Due to late season injuries and visa issues, which necessitated a reshuffling of rosters, the team will be sending seven riders instead of the typical eight. Daryl Impey, one of several options for the team to claim a result come Sunday, tells us in his own words about the one day French race.
Two hundred guys will line up in Plouay for this World Tour race. We’ll do nine laps of a 27km circuit that is a bit lumpy. The climbs themselves are nothing too difficult, but the length of the race itself will be a good test on the legs.
This race is one for the sprinters but not the pure sprinters, although a number of different scenarios could play out. Plouay is more difficult than Vattenfall in that the hills are closer to the finish. This makes it more difficult for chase groups to rejoin the front of the race before the finale. For example, in Hamburg a small group of 30-40 would get over the climb together and then big groups would rejoin because there’s still a long way to go to the finish. That’s unlikely to happen here.
In Plouay, the rouleur or all-around type guy is best suited the course. A sprinter who can climb, like [Daniele] Bennati (Saxo-Tinkoff) or Edvald Boasson Hagen (Team Sky), will have the best chance on the day. Look at the riders who can handle this kind of distance and who still have good form coming from the Tour to do well.
For us, I think there will be a dual leadership role or maybe there will even be three of us who will be protected on race day. We definitely have a few cards to play. A guy like Gossy will probably be saved for the end. [Michael] Albasini has a good shot at a win, too. I’ll be the opportunist. If I find myself in a group with 40 guys without any sprinters near the end, I quite fancy my chances.
The length of Plouay is similar to the World Championships road race, so it will be a good race for the Worlds guys to gauge how they’re going at this distance. The difficulty of Plouay will not match the World’s course, but with us racing multiple laps it will be good Worlds prep.

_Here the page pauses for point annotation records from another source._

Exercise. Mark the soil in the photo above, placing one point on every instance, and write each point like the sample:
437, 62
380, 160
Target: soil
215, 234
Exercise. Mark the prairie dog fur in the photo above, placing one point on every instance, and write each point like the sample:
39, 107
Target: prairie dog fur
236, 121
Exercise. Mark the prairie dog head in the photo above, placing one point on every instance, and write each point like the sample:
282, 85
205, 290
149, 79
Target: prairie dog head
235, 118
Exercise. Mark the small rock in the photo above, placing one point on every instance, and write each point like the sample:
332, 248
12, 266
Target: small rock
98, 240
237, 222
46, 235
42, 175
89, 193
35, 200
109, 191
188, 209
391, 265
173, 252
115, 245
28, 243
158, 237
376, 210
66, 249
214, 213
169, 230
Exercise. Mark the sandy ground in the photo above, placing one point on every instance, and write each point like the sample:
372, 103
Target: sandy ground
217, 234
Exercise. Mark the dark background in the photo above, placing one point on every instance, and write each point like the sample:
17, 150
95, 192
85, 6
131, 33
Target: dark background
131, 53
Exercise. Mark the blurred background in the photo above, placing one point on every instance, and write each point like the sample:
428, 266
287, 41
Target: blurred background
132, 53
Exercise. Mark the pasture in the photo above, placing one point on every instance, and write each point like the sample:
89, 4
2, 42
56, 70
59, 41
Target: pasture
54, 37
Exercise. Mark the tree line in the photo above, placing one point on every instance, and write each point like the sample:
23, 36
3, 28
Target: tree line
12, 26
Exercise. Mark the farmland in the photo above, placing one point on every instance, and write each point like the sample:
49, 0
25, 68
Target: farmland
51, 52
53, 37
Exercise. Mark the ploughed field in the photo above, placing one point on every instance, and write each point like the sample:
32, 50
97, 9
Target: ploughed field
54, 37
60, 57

This will be an important race for me because it will probably be my last road race before Worlds. It’s my last real chance for a win this year in a road race. I’ll go all in for Plouay and then go home for a short break before meeting the team for team time trial training.

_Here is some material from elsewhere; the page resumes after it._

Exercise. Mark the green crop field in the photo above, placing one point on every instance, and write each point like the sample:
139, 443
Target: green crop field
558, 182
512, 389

The first time I raced Plouay was as an amateur, and I was taken aback by the amazing support this area gives to cycling. There are so many fans, flags and caravans lining the routes.
The race is kind of in the middle of nowhere but all these people come out to watch the race. The circuit format of this race lends itself to big crowds. As a spectator, seeing the race come by several times is more exciting than a quick flash of the peloton in 30 seconds. I think it’s one of the nicest races for spectators to watch all season, and, as a rider, a tough day in the saddle is made a bit more enjoyable when we roll through a sea of noise.
The team is giving me quite a bit of freedom on Sunday. I’ll take the opportunity to go for the win if it’s there, but like every race we’ll race as a team. The goal of the team is to win - it doesn’t matter how or with who.